Steel-cut oatmeal: Slow satisfaction

The retro tin alone makes these Irish groats irresistible. Take the time, and you may never go Quaker again.

November 02, 2008|By Rick Nichols, Inquirer Columnist

Perhaps it is the packaging, John McCann's steel-cut Irish Oatmeal, unrepentently retro in that black-and-white, bemedaled tuxedo of a tin, as sturdy - and weighty - as a quart of old-time wood putty.

Philosophically, of course, it presents a dilemma: The carbon footprint of hauling oats a few thousand food miles from green County Kildare cannot, one assumes, be very dainty.

But then again, there is so much that can (and shortly will) be said in its favor, not only nutritionally, for sure, but the fact that no animals were harmed in its testing or manufacture: These oats are as whole-food and wholesome as a tinned whole food can be.

They are more costly, no question, than Quaker Oats, my childhood stalwart. They take a lot longer to fix - a full 30 minutes of bubbling away on the stove top, though you are not required to stand there watching the pot, and there are shortcuts; soaking them overnight, for one.
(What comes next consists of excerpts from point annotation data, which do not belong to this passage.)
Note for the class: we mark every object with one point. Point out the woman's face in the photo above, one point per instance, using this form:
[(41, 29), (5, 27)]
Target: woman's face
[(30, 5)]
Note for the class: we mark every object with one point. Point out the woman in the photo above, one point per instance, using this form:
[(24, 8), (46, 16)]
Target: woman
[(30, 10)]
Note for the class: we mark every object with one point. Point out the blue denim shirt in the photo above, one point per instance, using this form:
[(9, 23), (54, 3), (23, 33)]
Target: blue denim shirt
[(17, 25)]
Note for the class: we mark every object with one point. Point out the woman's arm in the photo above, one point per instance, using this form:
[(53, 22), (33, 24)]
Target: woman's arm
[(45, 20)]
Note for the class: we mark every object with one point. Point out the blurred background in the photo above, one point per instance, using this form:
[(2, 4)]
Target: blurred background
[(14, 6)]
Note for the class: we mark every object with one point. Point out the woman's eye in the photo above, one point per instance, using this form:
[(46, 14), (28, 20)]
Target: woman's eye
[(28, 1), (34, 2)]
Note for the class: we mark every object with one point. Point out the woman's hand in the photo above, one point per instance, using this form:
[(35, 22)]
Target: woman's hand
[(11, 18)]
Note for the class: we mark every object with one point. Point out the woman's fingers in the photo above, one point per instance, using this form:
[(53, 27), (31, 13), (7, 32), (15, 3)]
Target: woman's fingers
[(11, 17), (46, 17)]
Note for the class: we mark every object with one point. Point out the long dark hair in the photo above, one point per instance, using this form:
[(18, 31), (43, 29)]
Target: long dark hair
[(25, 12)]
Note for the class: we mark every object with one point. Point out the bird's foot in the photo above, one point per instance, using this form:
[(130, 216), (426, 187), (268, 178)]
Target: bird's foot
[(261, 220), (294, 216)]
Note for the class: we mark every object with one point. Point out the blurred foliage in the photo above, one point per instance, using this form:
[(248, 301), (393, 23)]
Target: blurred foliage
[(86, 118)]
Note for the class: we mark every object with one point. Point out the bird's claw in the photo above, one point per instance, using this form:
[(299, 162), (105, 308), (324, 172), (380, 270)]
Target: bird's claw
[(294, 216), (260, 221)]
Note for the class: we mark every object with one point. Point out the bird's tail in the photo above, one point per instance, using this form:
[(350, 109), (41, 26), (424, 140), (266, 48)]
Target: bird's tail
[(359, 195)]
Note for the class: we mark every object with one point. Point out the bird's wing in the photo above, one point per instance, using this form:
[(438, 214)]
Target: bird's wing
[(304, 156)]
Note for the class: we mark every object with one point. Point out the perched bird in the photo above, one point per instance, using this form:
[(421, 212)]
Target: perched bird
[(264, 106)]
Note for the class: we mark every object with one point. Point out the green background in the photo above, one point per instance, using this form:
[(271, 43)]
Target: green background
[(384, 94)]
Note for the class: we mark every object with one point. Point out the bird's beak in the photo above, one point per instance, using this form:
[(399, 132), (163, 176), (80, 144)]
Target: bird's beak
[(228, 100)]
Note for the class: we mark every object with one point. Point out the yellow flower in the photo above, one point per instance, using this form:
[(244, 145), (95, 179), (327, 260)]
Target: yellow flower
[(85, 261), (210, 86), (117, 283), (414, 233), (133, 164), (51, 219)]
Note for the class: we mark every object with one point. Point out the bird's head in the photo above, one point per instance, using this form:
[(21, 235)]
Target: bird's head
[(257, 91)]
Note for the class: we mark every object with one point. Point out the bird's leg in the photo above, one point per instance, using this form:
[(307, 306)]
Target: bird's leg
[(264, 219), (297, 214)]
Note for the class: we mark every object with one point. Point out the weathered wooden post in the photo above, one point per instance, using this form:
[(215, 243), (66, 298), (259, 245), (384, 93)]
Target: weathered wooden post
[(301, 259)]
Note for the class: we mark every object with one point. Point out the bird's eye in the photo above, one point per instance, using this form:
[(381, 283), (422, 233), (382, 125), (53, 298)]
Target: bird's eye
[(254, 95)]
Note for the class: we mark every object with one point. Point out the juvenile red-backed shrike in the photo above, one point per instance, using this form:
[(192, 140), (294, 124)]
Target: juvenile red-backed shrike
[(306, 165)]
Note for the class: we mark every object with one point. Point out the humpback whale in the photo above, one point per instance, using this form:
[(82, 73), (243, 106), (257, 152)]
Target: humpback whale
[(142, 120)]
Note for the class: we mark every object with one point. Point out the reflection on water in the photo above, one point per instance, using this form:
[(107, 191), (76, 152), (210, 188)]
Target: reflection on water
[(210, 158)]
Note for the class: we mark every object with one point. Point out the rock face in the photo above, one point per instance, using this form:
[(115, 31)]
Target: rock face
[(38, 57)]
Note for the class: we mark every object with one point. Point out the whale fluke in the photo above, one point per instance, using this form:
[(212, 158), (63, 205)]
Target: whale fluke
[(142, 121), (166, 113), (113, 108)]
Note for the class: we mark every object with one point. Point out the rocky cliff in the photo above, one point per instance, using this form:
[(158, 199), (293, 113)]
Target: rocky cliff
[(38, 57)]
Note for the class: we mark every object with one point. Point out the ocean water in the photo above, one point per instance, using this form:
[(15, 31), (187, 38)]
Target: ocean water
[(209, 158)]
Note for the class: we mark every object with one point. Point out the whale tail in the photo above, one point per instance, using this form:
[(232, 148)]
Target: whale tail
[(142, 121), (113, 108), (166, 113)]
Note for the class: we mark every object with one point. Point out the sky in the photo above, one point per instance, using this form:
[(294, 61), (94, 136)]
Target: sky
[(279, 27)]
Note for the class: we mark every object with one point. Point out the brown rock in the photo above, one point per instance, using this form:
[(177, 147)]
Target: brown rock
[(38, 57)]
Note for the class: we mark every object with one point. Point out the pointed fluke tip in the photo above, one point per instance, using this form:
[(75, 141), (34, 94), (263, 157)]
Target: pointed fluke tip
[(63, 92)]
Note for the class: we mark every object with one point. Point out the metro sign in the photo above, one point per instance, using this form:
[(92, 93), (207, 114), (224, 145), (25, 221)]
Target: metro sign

And while a strict locavore may lament their gross violation of the 100-mile-diet rule, there is this local connection still broadcast on the face of the can: They were awarded the gold medal in Group IV at the international exhibition of the centennial in Philadelphia, Sept. 27, 1876. (Precisely what Group IV involved is unclear, though a little later the oats won a prize in Chicago for "uniformity of granulation.")

Am I fond of these oats? Oh, more than that. I am proud of them, holding their ground, staying the course, letting me have a hand in their flowering, stirring away, like spinning a prayer wheel (I imagine), or cranking one of those stove-top Whirley Pop popcorn poppers.

They are a reminder - or maybe a rejoinder - in a world where we're distracted by instant messaging and distanced from breakfast by quickie envelopes of powdered oatmeal that there is certain satisfaction not only in time-saving, but in time-taking.

Something is gained in simmering down a pot of tomato gravy, baking beans overnight in a crock, boiling the oatmeal until it thickens. That time is encoded - as in barrel-aging, or hanging beef, or cheese-cellaring. And not just in the final product, but in the atmospherics of the preparation: The roasty fragrance of those oats cooking curls through the kitchen, even the thin steam taking on the fullness of smoke.

In the bowl, finally, the oatmeal is not gluey and loose, not pastey and themeless. The oats mound up, the grains tender but still distinct, popping to the chew like kernels of corn or, well, salmon roe would be a stretch.